UK cyber vigilantes generating mock IDs of local MPs to protest Online Safety Act
-
Rather thanIn addition to this, they should leak all the websites that MPs are visiting.If it's anything like the United States, we're sure to find some embarrassing search histories (at the very least).
No privacy for me. No privacy for you.
-
I'd love to hear some informed commentary on the legality of this, if it's legal, it's surely an oversight in the law.
Edit : just to be clear, I'm talking about creating the ID, rather than using it.
On the criminal side, It’s identity fraud, and also an offence under the Misuse of Computers Act, gaining access to a system unauthorisedly. Civilly, it’s almost certainly a violation of the ToS.
-
Using the ID, sure. But what about providing the service?
Depends.
You can argue that it's basically art/political speech. You've done it to draw attention to flaws in the approach and to highlight how ineffectual the current system is, and that if you actually wanted to do make fake IDs you'd take a much less high-profile approach. As such, there's no actual criminal intent required.
Don't know if a judge would buy it though.
-
Depends.
You can argue that it's basically art/political speech. You've done it to draw attention to flaws in the approach and to highlight how ineffectual the current system is, and that if you actually wanted to do make fake IDs you'd take a much less high-profile approach. As such, there's no actual criminal intent required.
Don't know if a judge would buy it though.
Yeah, I think the creator of this is playing with fire personally.
-
Using the ID, sure. But what about providing the service?
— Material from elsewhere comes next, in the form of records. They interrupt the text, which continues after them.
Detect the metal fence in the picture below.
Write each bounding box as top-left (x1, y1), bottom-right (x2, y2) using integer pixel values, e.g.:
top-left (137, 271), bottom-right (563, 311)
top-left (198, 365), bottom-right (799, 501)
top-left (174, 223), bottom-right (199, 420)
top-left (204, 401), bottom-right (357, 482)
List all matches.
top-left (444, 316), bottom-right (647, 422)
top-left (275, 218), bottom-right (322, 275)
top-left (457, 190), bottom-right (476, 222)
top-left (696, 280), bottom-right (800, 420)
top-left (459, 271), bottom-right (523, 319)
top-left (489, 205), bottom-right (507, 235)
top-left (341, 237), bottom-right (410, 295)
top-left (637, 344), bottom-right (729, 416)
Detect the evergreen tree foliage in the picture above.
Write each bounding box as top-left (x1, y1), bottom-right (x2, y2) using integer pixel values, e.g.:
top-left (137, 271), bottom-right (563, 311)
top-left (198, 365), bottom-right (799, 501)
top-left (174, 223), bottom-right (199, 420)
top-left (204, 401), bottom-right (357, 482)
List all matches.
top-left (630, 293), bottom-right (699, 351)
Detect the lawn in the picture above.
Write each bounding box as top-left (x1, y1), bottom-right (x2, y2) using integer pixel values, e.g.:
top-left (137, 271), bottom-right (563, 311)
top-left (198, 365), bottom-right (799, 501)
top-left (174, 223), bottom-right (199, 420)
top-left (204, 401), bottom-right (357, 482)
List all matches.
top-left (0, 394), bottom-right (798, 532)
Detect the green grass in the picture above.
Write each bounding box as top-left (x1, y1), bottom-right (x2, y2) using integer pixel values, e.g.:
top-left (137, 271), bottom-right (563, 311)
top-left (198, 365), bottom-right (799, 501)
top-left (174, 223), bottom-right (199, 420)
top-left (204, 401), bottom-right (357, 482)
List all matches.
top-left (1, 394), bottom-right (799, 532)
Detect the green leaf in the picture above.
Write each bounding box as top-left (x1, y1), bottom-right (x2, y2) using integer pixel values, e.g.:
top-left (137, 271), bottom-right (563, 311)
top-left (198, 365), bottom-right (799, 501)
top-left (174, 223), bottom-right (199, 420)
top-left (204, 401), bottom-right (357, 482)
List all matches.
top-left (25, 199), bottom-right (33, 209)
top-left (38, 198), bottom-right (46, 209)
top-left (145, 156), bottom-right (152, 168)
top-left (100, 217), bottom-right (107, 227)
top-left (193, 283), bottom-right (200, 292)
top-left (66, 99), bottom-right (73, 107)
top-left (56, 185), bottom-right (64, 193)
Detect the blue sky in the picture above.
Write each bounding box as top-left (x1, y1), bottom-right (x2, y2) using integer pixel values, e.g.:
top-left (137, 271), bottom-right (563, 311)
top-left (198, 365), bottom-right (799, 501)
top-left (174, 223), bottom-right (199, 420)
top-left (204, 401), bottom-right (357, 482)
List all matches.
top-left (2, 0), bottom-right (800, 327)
I think it would fall under forgery which is definitely illegal and doesn't require you to use the ID.
-
Depends.
You can argue that it's basically art/political speech. You've done it to draw attention to flaws in the approach and to highlight how ineffectual the current system is, and that if you actually wanted to do make fake IDs you'd take a much less high-profile approach. As such, there's no actual criminal intent required.
Don't know if a judge would buy it though.
Especially a UK one.
-
Well he did it love in the commons not surprised he's going
-
Depends.
You can argue that it's basically art/political speech. You've done it to draw attention to flaws in the approach and to highlight how ineffectual the current system is, and that if you actually wanted to do make fake IDs you'd take a much less high-profile approach. As such, there's no actual criminal intent required.
Don't know if a judge would buy it though.
Civil disobedience is done with full knowledge you are breaking the law.
-
This post did not contain any content.
“My OpenAI credits got hugged to death, please use a known postcode (like one from Keir Starmer's constituency, WC2B6NH) in the meantime,” the author asks.
While the OSA is dumb, this is also bad design, and why applications are going to use so much power.
Cache the image creation results. Use a random address generator. This would drop the LLM use to the bare minimum.
-
“My OpenAI credits got hugged to death, please use a known postcode (like one from Keir Starmer's constituency, WC2B6NH) in the meantime,” the author asks.
While the OSA is dumb, this is also bad design, and why applications are going to use so much power.
Cache the image creation results. Use a random address generator. This would drop the LLM use to the bare minimum.
That’s…exactly what they are doing and telling you to use a known post code so you hit the cache…
-
Of course it's not legal. This is called identity theft.
Given that many online services currently asking for ID have a proven track record of massive data leaks I'd argue that demanding people upload photos of their ID is complicity in identity theft too.
-
Yeah this is not worth the risk. Identity fraud of a politicians can be a serious crime. The pay off for this is a minor inconvenience for some desk worker and a few slop articles written about you.
It can be used by AI age verification tools on a bunch of websites. So yes I guess that is fraud. But these tools claim not to store the data in the verification process. If somebody could prove a made up ID was used then I suspect they're in bigger shit for a GDPR leak.